Life taught me early that existence was being in a state of constant heartbreak. Abandonment became engrained in middle school when everyone began pairing-off to experimenting with relationship dynamics, leaving me feeling alone. The domesticity templates of Jodie Dallas and Ellen demonstrated life would never consist of a cozy bubble with another; only longing. Jodie Dallas was perpetually single, and Ellen’s relationship was full of bickering. Will Graham, Will & Grace, was single through the majority of the show’s run, having serious relationships after the show found success. The domesticity on Will & Grace was not perfection, but the characters created a bubble of playing house. These were not perfect reflections of what I wanted, which was the rom-com-styles of How to Marry a Millionaire, 13 Going on 30, What’s Your Number?, and Sex & the City. I wanted to emulate the relationships by running errands, sharing chores, and cooking together. Shared calendars and outings would dictate our existence. It would be teamwork and comradery.
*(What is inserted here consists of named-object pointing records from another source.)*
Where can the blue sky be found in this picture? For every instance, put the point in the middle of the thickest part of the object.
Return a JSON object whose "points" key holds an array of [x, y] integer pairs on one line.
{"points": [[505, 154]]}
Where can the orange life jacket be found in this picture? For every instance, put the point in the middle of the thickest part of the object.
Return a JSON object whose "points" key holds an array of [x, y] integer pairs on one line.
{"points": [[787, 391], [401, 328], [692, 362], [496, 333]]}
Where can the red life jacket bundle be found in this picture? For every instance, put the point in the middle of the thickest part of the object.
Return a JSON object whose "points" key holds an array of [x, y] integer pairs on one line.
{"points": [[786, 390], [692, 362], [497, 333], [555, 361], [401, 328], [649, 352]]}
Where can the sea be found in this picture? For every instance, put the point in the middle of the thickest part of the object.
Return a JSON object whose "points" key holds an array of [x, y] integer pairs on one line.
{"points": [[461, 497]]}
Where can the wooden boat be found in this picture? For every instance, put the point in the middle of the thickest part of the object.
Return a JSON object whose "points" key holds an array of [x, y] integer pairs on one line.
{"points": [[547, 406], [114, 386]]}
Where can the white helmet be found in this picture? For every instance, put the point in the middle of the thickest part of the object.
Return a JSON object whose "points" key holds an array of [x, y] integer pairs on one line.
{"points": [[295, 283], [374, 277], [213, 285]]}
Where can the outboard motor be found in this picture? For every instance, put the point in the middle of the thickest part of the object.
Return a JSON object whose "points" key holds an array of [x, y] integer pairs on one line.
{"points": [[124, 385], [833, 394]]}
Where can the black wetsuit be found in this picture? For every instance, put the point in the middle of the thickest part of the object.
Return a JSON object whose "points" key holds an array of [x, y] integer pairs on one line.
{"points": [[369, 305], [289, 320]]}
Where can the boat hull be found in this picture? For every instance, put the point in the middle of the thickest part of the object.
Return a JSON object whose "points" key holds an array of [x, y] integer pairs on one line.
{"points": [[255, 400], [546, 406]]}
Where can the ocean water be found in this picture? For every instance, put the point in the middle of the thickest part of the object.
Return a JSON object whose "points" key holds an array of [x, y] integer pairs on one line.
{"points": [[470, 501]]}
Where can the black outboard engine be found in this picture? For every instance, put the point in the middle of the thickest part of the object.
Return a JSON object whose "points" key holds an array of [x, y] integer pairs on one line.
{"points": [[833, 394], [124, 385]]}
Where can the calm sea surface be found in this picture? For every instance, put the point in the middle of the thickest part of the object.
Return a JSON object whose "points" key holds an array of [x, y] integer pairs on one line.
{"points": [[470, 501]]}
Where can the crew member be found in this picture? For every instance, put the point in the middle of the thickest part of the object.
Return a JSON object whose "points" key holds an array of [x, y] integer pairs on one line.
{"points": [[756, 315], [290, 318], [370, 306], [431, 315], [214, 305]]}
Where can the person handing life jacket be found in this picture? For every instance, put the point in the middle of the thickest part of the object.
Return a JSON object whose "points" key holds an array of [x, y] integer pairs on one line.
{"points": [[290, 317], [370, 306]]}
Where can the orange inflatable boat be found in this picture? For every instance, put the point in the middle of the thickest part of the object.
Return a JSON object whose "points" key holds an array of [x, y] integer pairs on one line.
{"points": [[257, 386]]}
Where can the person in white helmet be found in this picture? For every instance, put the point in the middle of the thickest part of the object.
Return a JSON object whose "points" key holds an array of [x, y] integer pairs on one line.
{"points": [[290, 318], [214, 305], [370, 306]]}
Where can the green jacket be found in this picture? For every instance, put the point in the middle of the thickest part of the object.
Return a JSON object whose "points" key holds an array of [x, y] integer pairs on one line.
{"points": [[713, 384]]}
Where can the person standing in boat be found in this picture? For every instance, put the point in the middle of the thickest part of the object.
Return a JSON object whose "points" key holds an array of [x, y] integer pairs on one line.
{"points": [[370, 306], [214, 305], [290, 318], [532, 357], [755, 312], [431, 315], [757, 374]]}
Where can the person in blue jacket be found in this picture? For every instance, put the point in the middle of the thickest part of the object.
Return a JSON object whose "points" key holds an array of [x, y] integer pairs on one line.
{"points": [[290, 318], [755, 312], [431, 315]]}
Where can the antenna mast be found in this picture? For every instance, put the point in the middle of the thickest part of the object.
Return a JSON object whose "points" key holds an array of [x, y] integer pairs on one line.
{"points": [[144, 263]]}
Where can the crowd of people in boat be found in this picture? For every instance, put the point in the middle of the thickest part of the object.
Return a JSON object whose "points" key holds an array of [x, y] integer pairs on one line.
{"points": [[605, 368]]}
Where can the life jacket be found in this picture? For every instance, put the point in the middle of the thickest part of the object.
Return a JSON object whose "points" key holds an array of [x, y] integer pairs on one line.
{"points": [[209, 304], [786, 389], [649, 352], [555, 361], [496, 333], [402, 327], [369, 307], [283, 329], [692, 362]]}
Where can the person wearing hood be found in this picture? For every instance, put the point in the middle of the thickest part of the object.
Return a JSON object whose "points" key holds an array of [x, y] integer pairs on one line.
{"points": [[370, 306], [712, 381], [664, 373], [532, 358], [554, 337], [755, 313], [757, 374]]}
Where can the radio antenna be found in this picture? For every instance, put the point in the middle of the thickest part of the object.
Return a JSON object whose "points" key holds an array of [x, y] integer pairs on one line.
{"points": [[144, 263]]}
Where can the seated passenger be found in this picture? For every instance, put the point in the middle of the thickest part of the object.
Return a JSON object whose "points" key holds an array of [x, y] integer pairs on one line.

Throughout high school and undergrad, I exchanged emails and messages more with middle-aged adults but felt that their eagerness to meet only reinforced my Jodie Dallas induced greatest fears. Still, though, I quickly accepted an adult’s invitation to meet. Older men had seemed like the best possibility of exciting juvenile antics like in Queer as Folk or big Sex & the City glamor of theatre and art openings. What I found instead was sneaking off to funhouse mirror of the backwoods and trailer parks. I was an adolescent playing adult, attempting to stay out past bedtime by hanging with those without a bedtime.
Freshmen year of college, relationships were fleeting but sex was not. Sexual encounters were often furious and fleeting, held in others’ dorm rooms while their roommates were away, or secluded areas within lecture halls late/early mornings. The relationship that I had dreamt of, had hoped for during the college experience, eluded me. I was good enough for a lay, but not to spend time with. I looked away from the campus to familiar older gay males, hoping they’d be more worldly and attractive than when I lived at home. Jodie Dallas’ specter faded from the peripheral of my concept of homosexuality. Rather than the big city experiences that I had expected, from Sex & the City and Queer as Folk, I reversed course and escaped the dorms for ticky-tacky Connecticut suburbs. The men that I hung movie and TV inspired fantasies on, whom I went home with, would close their curtains, citing a need for privacy. Behind closed curtains I gained experiences where I came to see “privacy” as a bent mirror to my rejection of the homosexual label. They were adults trapped in adolescence, attempting to stay past their prime by hanging with the freshly prime.